A micro dimple machining is studied to control the surface functions with the micro-scale structures on the solid surfaces. The micro dimples are machined in milling with the inclined ball end mill. When the feed rate of the tool is high enough that the removal areas of the edges do not overlap each other, periodical concave dimples are machined. A mechanistic model is presented to control the shape and the size of the dimples to be machined. The micro dimples were machined on a plate of fine-grained stainless steel to reduce burr formation. Then, the depth of the affected layer was measured in subsurface of the machining area. Finally, the contact angle on the dimple surface was measured to change wettability with the surface structure.

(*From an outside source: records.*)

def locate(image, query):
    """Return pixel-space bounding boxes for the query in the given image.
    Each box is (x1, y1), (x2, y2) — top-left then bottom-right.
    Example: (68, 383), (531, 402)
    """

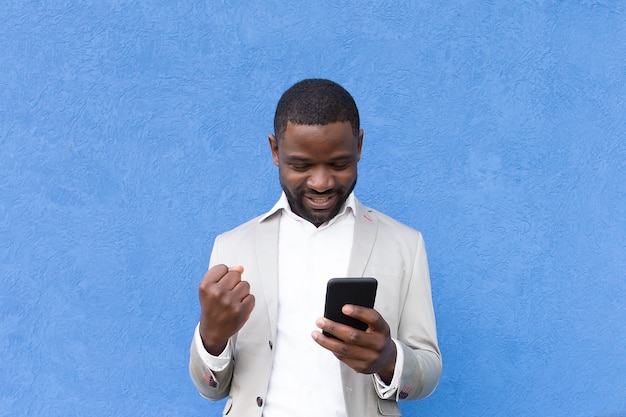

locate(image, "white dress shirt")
(194, 193), (403, 417)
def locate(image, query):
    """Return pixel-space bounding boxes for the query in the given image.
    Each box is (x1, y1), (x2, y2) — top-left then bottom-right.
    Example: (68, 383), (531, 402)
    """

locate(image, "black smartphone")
(322, 277), (378, 339)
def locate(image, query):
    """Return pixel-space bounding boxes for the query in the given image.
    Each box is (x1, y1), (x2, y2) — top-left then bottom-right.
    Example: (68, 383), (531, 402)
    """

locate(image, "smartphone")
(322, 277), (378, 339)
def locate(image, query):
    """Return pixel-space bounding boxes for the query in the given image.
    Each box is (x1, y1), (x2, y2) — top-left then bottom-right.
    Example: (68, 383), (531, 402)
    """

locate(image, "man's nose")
(307, 167), (335, 193)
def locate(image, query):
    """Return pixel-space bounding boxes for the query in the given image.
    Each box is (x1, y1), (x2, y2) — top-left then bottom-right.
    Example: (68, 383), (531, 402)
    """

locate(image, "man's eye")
(291, 164), (309, 171)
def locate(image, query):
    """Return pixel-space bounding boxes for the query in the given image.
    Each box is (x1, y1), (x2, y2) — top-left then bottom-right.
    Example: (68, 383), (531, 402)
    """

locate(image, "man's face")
(269, 122), (363, 227)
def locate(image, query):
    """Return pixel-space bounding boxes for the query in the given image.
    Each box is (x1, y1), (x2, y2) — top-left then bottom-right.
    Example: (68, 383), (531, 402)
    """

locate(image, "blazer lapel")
(348, 199), (378, 277)
(256, 212), (280, 338)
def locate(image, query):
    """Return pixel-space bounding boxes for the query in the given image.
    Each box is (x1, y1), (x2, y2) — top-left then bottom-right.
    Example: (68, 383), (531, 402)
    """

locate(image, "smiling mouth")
(306, 194), (334, 210)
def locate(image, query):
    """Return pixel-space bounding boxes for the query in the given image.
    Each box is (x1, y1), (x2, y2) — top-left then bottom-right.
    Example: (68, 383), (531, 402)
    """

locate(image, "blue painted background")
(0, 0), (626, 417)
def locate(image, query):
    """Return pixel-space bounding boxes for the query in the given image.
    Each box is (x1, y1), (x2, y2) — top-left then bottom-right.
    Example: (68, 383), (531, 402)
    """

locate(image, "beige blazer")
(189, 197), (442, 417)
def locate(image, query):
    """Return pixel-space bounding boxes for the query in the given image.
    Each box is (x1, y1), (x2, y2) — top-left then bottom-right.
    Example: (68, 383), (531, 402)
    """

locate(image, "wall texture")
(0, 0), (626, 417)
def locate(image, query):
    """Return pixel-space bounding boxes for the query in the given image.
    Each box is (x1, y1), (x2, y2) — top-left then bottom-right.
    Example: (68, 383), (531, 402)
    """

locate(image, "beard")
(280, 178), (357, 227)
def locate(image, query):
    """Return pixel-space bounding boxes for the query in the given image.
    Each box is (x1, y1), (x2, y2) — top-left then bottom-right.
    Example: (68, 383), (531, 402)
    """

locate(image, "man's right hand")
(198, 265), (254, 356)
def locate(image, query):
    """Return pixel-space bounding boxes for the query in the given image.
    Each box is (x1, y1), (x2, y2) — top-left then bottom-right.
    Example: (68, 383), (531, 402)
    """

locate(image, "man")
(189, 79), (441, 417)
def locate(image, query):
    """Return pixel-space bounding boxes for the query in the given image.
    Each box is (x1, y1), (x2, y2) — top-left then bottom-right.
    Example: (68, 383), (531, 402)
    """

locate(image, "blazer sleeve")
(189, 237), (235, 400)
(396, 233), (442, 400)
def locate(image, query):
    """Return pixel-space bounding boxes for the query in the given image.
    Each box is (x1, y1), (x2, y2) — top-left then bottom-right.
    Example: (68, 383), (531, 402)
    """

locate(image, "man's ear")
(356, 129), (363, 161)
(267, 133), (278, 166)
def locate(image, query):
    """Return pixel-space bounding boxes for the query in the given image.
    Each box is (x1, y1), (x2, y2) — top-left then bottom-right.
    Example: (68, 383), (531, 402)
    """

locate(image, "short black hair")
(274, 78), (360, 140)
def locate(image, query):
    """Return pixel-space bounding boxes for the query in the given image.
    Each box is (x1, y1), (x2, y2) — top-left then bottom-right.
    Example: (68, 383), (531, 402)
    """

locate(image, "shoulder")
(217, 214), (266, 240)
(357, 201), (422, 238)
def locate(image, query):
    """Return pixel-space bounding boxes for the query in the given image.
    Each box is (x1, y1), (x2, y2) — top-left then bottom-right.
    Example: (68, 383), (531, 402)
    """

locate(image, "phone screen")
(322, 277), (378, 338)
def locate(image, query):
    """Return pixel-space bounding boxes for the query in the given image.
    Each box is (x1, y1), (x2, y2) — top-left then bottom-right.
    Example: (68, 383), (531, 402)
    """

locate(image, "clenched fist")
(198, 265), (254, 356)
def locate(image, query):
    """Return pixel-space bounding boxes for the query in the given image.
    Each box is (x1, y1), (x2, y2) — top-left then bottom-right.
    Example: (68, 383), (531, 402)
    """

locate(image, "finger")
(341, 304), (382, 332)
(228, 265), (243, 274)
(315, 317), (365, 345)
(202, 264), (228, 284)
(231, 281), (251, 302)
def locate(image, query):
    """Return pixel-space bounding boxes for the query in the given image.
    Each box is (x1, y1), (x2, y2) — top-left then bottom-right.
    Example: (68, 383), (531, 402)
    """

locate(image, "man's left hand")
(312, 304), (396, 384)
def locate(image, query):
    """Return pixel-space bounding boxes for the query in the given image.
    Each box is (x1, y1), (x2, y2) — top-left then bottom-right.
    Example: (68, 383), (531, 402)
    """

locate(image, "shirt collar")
(259, 191), (356, 224)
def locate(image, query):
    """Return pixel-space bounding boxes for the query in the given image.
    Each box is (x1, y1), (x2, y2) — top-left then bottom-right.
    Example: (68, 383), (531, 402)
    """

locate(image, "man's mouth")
(305, 194), (335, 210)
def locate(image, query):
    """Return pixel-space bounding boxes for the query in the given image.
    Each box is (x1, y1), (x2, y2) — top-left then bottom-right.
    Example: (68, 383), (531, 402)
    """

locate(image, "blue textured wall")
(0, 0), (626, 417)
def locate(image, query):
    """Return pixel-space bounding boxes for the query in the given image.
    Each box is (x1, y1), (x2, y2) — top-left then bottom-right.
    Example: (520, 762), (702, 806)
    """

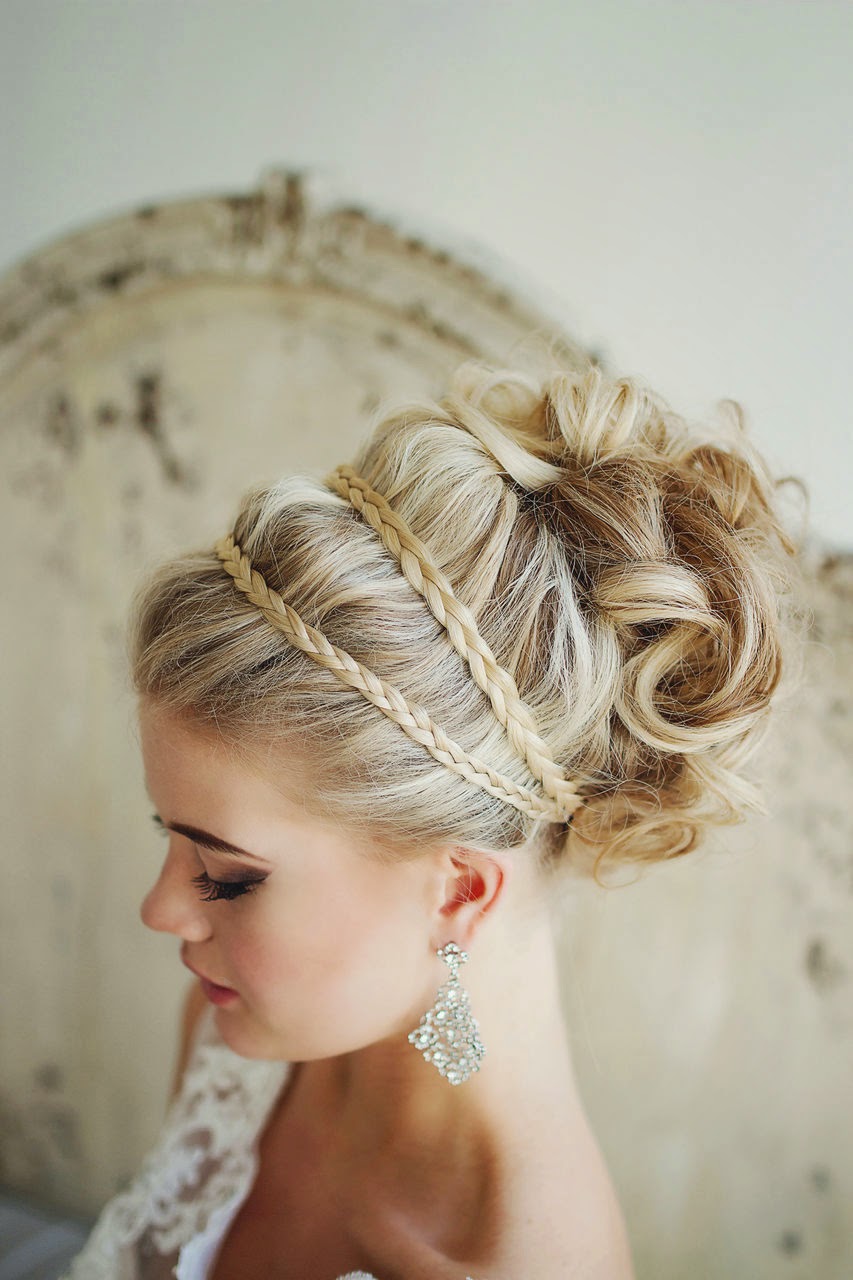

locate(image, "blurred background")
(0, 0), (853, 1280)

7PM1-D-2 Influence of plastic anisotropy on shape of micro-plastic deformation

The material for micro plastic forming is generally made by rolling, extrusion or drawing. So the material naturally has plastic anisotropy. For macro forming, plastic anisotropy mainly influences the shape of deformation, forming limit and forming load. But for micro forming, there are a few researches on the plastic anisotropy. In this paper, we investigate plastic anisotropy for the material of micro plastic forming. A small-cube compression test is useful to measure plastic anisotropy for the local area or the small material. By using this test, we measure the influence of plastic anisotropy on the deformation shape. Since the compression test is needed to consider friction between die and specimen, we also check the influence of friction and plastic anisotropy on the deformation shape.